The chuck on my 9X20 is a Cushman 8 inch 4 jaw. Please define too big?

 "Billy G"


----------



## wa5cab (Dec 25, 2015)

Depends upon circumstances, including the weight of the chuck.  I would probably define the largest chuck that one should use on a given size machine as the smallest one whose jaws strike the bed before they get farther out than it would be safe to run.  Anything larger is too large.  On a 12". the largest is probably a 10".  However, some 10" might be heavier than you would want to run.  That might depend upon whether the spindle bears were sleeve, babbit, ball or tapered roller.  And also on the effective diameter of the bearings.


----------



## Olddaddy (Dec 29, 2015)

Curiosity got the best of me.....so I swapped out the small chuck for the large one and it turns fine, egads what a beast !
What I can't figure out though is how to swap the jaws around.  My small chuck jaws just thread out till they release and can be turned and re-installed for inner/outer holding.  The big one stops short and won't go any farther than the edge of the chuck diameter.  I pulled the two screws out of one jaw thinking it would release, but no dice.  Can anyone enlighten me?


----------



## wa5cab (Dec 30, 2015)

Normally, two screws like those going through the jaw indicate a 2-piece jaw.  Although socket head screws are more common.  If they are, you remove the screws and the portion of the jaw clear of the front of the chuck comes off.  You just turn that around to switch between outside and inside (actually larger diameter versus smaller diameter but they always seem to be referred to the other way) work piece.


----------



## Olddaddy (Dec 30, 2015)

That is what I figured, but when I removed the screws the piece I thought should come off would not budge.  Perhaps it is dirty or stuck from age....will try again today.


----------



## wa5cab (Dec 30, 2015)

I can't in the photo actually see a parting line but I also can't think of what else the screws could be for.  I would loosen but not remove two screws in any one of the jaws and tap both sides pretty soundly with a brass or soft face hammer.


----------



## Olddaddy (Jan 16, 2016)

So,  I mounted the chuck and did some cleanup on a set of Volvo hubcaps for my 89 245 wagon.   What a nice surprise to find use for something I assumed was not meant for my lathe!  Appreciate all the good advice as always!!


----------



## chevydyl (Jan 21, 2016)

I have a Bison 8" chuck, with the back plate it's about 50 lbs, waaaaaaaaaaaaaaaaaaaaaaay to heavy for my atlas 12" commercial, it causes instant chatter.
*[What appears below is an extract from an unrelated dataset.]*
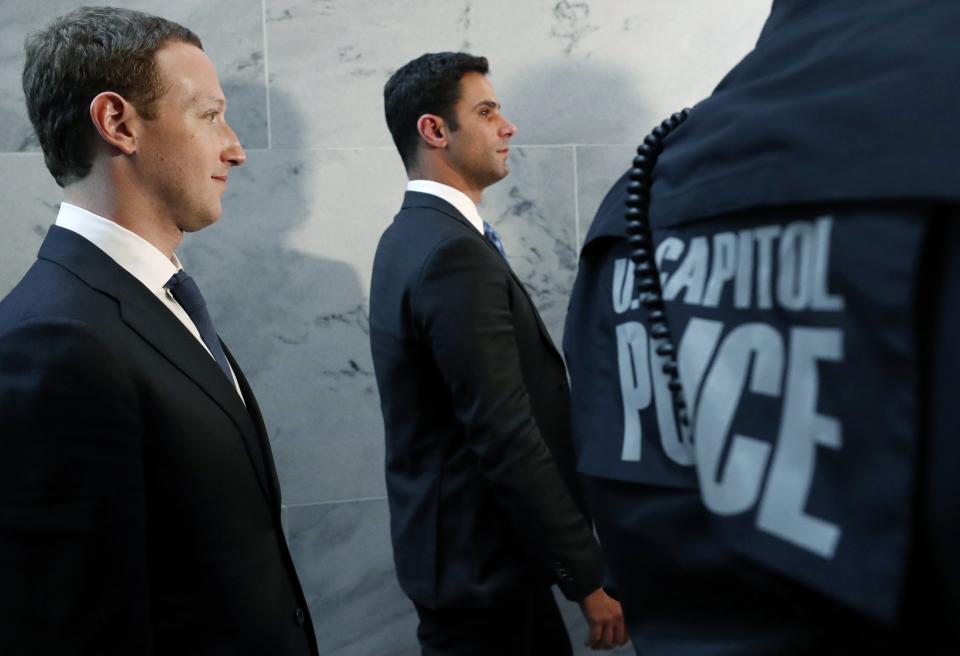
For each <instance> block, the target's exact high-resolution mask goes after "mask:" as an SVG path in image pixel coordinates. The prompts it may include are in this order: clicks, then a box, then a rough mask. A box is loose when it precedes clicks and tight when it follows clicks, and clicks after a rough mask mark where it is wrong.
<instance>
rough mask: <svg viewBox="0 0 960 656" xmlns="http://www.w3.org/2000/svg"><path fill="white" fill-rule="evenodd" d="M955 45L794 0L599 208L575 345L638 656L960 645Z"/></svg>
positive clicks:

I've tried snuggling up the bearings to no improvement. I'm only out  $100 bucks for the chuck which can be used for setups on the mill, so I think you lucky to be able to use the bigger chuck. I even turned the back plate with no hub to keep the weight as close to the bearings as possible. 
Get some gray scotch Brite and shine that thing up a little, then tear it down and clean all the guts.


----------



## TLW (Feb 14, 2016)

Those jaws look to be reversible. Remove the twp screws on the face of each of the jaws and they can be flipped around. You may have some rust holding them tight. I would try some penetrating oil and at least an over night soak to see if they will break free. Tap lightly with a brass hammer.
   If your "small" chuck is a 4 jaw, the process is not the same. with a scroll chuck (your beast) the jaws remain in the chuck body and only the jaw caps as they are sometimes called are flipped.


----------